The campaign seeks to show the Bible's profound influence on many who change, and have changed, the world, according to NBA.

NBA announced the campaign on at a news conference on Wednesday during Black History Month.

"In our passion to encourage Bible reading, we are highlighting the monumental influence the world's greatest book has had on freedom's heroes, like William Wilberforce, but also Rev. Dr. Martin Luther King, Jr., Abraham Lincoln and many who fight, and have fought, for freedom and justice," said NBA chairman Gilbert A. Robinson.
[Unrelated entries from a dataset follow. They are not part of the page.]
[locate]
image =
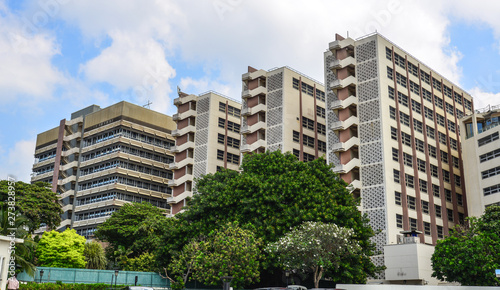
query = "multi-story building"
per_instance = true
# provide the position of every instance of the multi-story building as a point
(207, 138)
(103, 158)
(283, 109)
(393, 130)
(481, 154)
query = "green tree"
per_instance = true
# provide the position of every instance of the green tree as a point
(95, 256)
(35, 201)
(64, 250)
(274, 193)
(470, 254)
(315, 247)
(230, 251)
(137, 227)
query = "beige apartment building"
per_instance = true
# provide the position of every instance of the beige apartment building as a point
(283, 109)
(393, 132)
(207, 138)
(101, 159)
(481, 151)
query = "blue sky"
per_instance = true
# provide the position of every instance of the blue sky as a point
(58, 56)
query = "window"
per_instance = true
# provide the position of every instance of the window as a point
(491, 190)
(411, 202)
(409, 181)
(413, 224)
(447, 194)
(425, 206)
(397, 198)
(432, 150)
(431, 132)
(427, 228)
(490, 155)
(438, 210)
(395, 154)
(488, 139)
(419, 145)
(399, 221)
(406, 139)
(422, 184)
(434, 170)
(220, 155)
(321, 128)
(444, 156)
(394, 133)
(440, 232)
(418, 126)
(435, 190)
(450, 214)
(392, 112)
(416, 107)
(421, 165)
(320, 112)
(407, 159)
(396, 176)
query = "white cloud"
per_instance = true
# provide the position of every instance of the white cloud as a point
(19, 161)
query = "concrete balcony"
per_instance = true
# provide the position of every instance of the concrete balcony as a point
(73, 136)
(342, 125)
(182, 147)
(342, 63)
(342, 104)
(254, 75)
(71, 178)
(340, 44)
(253, 110)
(183, 131)
(179, 198)
(344, 83)
(179, 181)
(184, 115)
(344, 168)
(344, 146)
(254, 146)
(255, 127)
(182, 163)
(183, 100)
(255, 92)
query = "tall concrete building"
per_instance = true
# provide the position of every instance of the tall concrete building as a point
(207, 138)
(104, 158)
(283, 109)
(480, 133)
(393, 130)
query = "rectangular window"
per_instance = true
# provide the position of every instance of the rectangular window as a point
(397, 198)
(422, 185)
(425, 207)
(411, 202)
(427, 228)
(399, 221)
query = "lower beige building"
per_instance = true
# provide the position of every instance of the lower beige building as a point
(480, 134)
(101, 159)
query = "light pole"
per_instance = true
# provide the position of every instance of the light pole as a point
(116, 276)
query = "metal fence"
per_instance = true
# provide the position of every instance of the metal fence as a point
(87, 276)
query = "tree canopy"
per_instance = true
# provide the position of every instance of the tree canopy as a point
(470, 254)
(63, 250)
(36, 202)
(273, 193)
(316, 247)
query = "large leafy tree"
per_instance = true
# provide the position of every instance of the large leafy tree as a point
(133, 230)
(274, 193)
(470, 254)
(35, 201)
(63, 250)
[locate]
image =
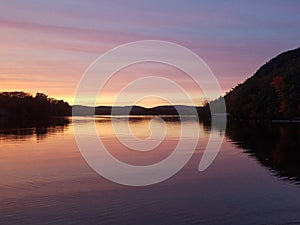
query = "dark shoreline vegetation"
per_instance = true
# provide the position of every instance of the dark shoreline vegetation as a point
(273, 92)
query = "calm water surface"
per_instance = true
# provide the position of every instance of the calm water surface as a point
(254, 179)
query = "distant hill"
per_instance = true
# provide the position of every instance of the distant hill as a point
(273, 92)
(137, 110)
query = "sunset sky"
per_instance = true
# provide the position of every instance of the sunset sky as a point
(47, 45)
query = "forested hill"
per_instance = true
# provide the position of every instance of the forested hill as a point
(21, 104)
(273, 92)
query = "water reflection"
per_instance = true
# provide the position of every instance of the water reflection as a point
(274, 145)
(27, 129)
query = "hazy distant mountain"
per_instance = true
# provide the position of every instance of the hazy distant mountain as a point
(272, 92)
(135, 110)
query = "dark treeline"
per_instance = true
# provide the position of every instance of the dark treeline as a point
(273, 92)
(25, 105)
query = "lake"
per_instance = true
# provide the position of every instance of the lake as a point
(44, 179)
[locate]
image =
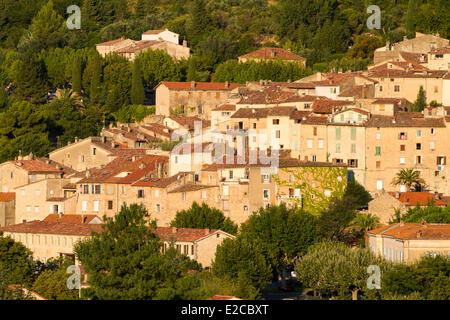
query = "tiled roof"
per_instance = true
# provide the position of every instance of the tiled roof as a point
(160, 182)
(138, 46)
(327, 106)
(173, 85)
(6, 196)
(34, 166)
(135, 170)
(190, 187)
(182, 234)
(71, 218)
(225, 107)
(111, 42)
(413, 231)
(421, 198)
(405, 119)
(54, 227)
(272, 53)
(189, 122)
(153, 31)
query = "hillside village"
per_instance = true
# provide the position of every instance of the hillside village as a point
(239, 147)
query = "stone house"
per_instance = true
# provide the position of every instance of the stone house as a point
(7, 208)
(273, 54)
(408, 242)
(192, 98)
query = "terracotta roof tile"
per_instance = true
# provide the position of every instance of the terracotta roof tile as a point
(272, 53)
(421, 198)
(6, 196)
(173, 85)
(413, 231)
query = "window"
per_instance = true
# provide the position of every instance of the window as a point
(225, 190)
(418, 159)
(352, 163)
(338, 133)
(432, 145)
(353, 133)
(95, 205)
(377, 151)
(320, 143)
(379, 184)
(441, 160)
(226, 205)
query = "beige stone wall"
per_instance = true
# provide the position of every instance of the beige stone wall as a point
(409, 88)
(46, 246)
(383, 206)
(32, 198)
(391, 156)
(7, 212)
(80, 155)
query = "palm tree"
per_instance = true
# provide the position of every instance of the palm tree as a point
(409, 178)
(365, 222)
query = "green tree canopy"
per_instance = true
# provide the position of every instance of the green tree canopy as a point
(124, 261)
(203, 217)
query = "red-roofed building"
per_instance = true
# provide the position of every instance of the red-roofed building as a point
(192, 98)
(7, 208)
(271, 54)
(408, 242)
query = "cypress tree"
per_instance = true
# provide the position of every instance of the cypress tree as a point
(76, 75)
(95, 89)
(137, 88)
(410, 19)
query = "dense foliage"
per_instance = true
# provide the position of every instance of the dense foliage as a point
(202, 216)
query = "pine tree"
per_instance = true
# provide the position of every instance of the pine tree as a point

"All of these forces and legacies are deeply rooted in the Bible," commented Eric Metaxas, author of Amazing Grace: William Wilberforce and the Heroic Campaign to End Slavery, which is associated with the movie on Wilberforce's abolition efforts.
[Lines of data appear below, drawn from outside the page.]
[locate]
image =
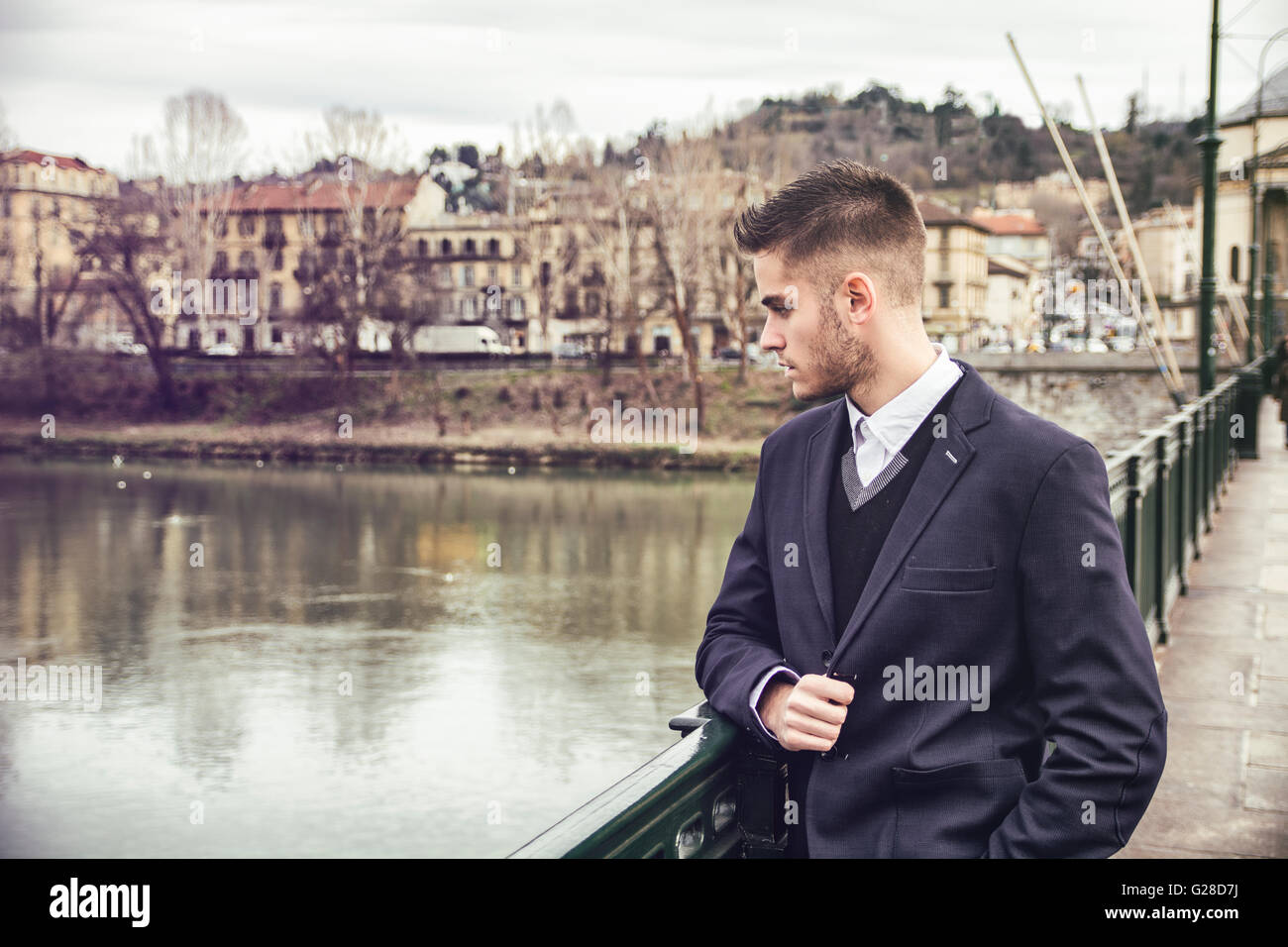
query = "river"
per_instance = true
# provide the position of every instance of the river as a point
(326, 663)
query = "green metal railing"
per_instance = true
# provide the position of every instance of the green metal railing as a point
(717, 793)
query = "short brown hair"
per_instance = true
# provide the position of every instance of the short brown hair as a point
(837, 217)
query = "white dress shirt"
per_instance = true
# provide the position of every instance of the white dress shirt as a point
(877, 438)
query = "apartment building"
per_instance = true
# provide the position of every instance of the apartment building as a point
(956, 286)
(48, 202)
Metaxas was among the leaders, who were strongly familiar the work of Wilberforce and King, to endorse the campaign at the news conference. He was joined by Chuck Stetson, founder of The Better Hour Gatherings, and Martin Luther King III, son of the late Rev. Martin Luther King Jr.

The young King said the Bible was "powerful force" in his father's life work.
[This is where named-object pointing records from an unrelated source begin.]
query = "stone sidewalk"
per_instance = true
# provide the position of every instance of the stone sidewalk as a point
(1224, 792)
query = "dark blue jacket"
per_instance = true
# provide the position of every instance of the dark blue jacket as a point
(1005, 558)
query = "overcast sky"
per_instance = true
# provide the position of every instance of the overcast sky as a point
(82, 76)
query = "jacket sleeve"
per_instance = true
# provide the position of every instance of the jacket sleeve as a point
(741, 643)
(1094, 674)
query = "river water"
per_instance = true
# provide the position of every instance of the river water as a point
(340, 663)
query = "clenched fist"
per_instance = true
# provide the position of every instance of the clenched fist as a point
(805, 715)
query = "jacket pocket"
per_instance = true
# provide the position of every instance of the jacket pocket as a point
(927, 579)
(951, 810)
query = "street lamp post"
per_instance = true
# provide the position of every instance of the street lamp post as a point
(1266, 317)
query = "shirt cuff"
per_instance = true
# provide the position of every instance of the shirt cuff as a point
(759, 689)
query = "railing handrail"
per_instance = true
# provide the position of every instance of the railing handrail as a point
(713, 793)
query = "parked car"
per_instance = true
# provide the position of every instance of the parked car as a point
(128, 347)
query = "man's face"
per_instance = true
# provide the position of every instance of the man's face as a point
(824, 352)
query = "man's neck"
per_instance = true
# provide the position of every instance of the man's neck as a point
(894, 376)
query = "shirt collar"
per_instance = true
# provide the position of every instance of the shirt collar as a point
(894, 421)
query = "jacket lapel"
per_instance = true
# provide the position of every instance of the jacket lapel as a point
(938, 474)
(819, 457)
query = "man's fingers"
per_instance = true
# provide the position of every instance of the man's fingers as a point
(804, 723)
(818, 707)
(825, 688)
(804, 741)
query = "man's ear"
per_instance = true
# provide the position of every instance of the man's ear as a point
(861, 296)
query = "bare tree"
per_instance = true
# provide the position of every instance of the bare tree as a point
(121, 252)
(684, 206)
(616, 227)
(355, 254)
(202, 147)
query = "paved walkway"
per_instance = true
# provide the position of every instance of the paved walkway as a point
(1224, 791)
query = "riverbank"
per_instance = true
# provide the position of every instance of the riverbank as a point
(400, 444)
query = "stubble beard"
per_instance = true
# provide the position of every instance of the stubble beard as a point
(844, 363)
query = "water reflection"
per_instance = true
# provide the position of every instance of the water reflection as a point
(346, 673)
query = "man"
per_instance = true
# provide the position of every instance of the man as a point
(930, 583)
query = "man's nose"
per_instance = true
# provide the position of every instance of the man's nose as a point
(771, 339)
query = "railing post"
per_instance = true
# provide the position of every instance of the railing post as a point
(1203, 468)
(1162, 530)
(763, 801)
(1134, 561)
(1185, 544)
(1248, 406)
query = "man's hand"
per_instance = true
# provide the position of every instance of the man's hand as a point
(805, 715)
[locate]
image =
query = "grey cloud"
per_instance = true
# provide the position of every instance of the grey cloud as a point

"He knew the Bible extremely well and used it as the principle basis for his ministry and his mission for civil rights and equal justice," said King.

At a news conference Thursday, King recalled that as a child his father would set aside time for Bible reading and prayer at the family's Sunday morning breakfasts. King and his siblings would also have to recite their Bible verse for the week.

"My personal love of the Bible is part of the personal legacy he and my mother left me and our family," said King.

The National Bible Association also encourages Bible reading during it's signature event, National Bible Week, which takes place annually during the week of Thanksgiving.